The pound euro exchange rate hit fresh 9-month lows on Friday. A sharp increase in euro strength sent the pound euro exchange rate to €1.0969. This is the first time the exchange rate has weakened below the key level of €1.10 since October of last year.
Brexit will return to the foreground as UK Prime Minister Theresa May returns from her summer break. This week, key parts of the UK negotiating strategy will be released in a set of papers. These papers should make the government’s position on Brexit clearer and highlight any changes from the “no deal is better than a bad deal” stance at the beginning of the year.
Whilst Theresa May will be returning to a cabinet split over the direction of Brexit, there is increased hope of a smooth, transitional deal being negotiated.
Following the release of the papers, the next stage of talks is due to begin August 28th.
|Why is a smooth Brexit good for the pound?|
|A smoother Brexit would be a scenario in which the economic consequences of leaving the European Union are minimised. This is favourable for the pound because the less the Brexit impact on the economy, the more likely that foreign investors will remain interested in the UK. Foreign investors need sterling to invest in the country and so the more GBP is purchased, the higher the demand and, thus, an increase in the currency’s value.|
Monday is another quiet day for influential UK economic data releases. Investors will instead look towards the release of inflation data on Tuesday.
The majority of data for the eurozone last week was not sufficiently influential to move the common currency. With little out from the bloc as a whole, German data was the central focus and that failed to inspire moves one way or another.
The US / North Korea war of words last week increased the level of fear in the markets. Traders sought safe haven currencies such as the US dollar. As the euro tends to trade inversely to the US dollar, rising dollar strength kept the euro under pressure through most of the week. Although, a Trump inspired sell off of the dollar on Friday caused the euro to strengthen sharply.
This new week is a busier week with regard to eurozone economic data. High impact releases this week include GDP, inflation and industrial production data later today. Stronger than expected readings could see the euro continue to build on last week’s gains, pushing the pound euro exchange rate once again below €1.10.

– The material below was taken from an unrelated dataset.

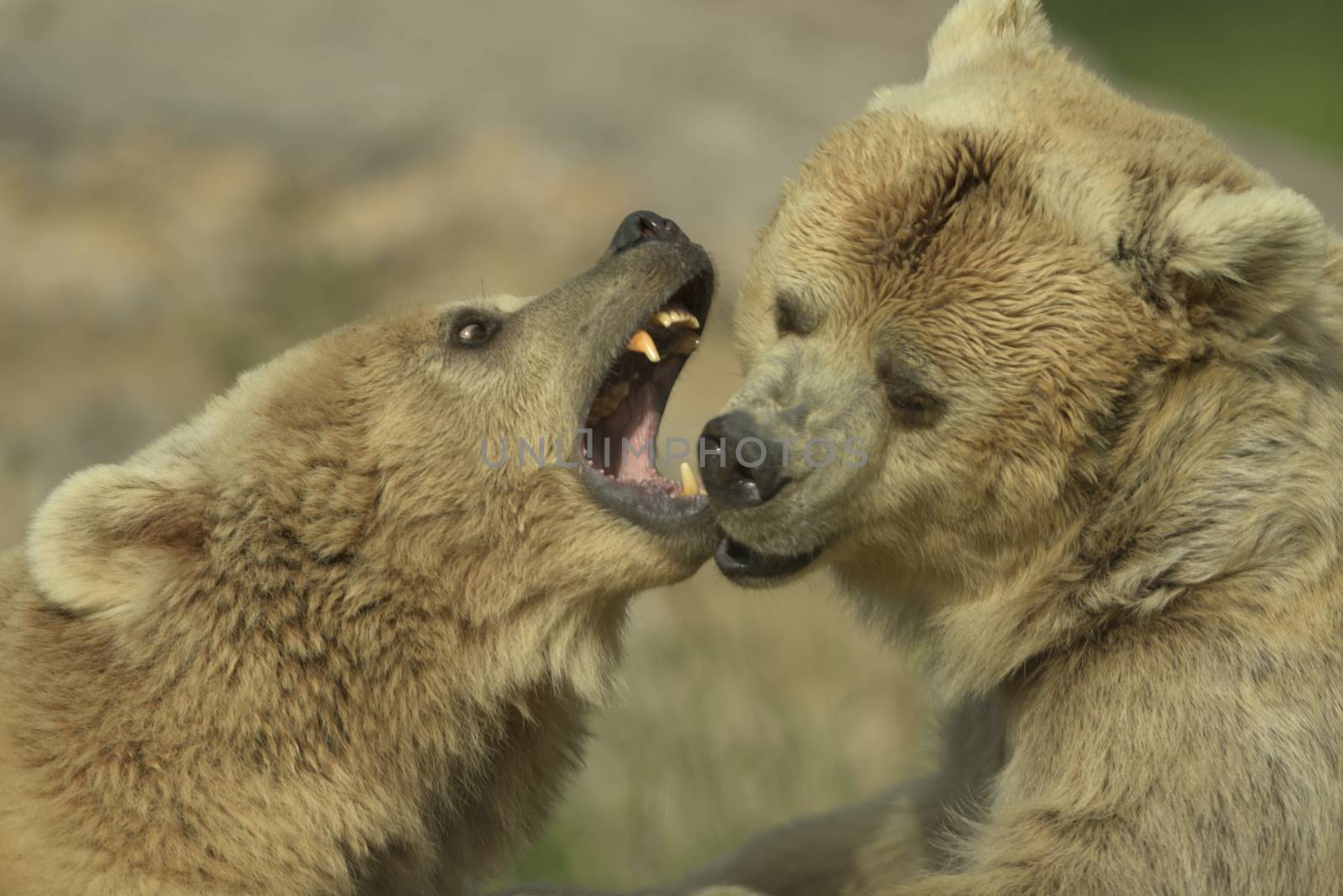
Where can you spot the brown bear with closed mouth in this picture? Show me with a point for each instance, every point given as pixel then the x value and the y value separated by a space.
pixel 1092 362
pixel 327 638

|Why does strong economic data boost a country’s currency?|
|Solid economic indicators point to a strong economy. Strong economies have strong currencies because institutions look to invest in countries where growth prospects are high. These institutions require local currency to invest in the country, thus increasing demand and pushing up the money’s worth. So, when a country or region has good economic news, the value of the currency tends to rise.|
Optimism for the eurozone economy remains strong and investors are expecting the European Central Bank to announce an adjustment to the current bond-buying programme (quantitative easing) before the end of the year. This could serve to boost demand for the euro further.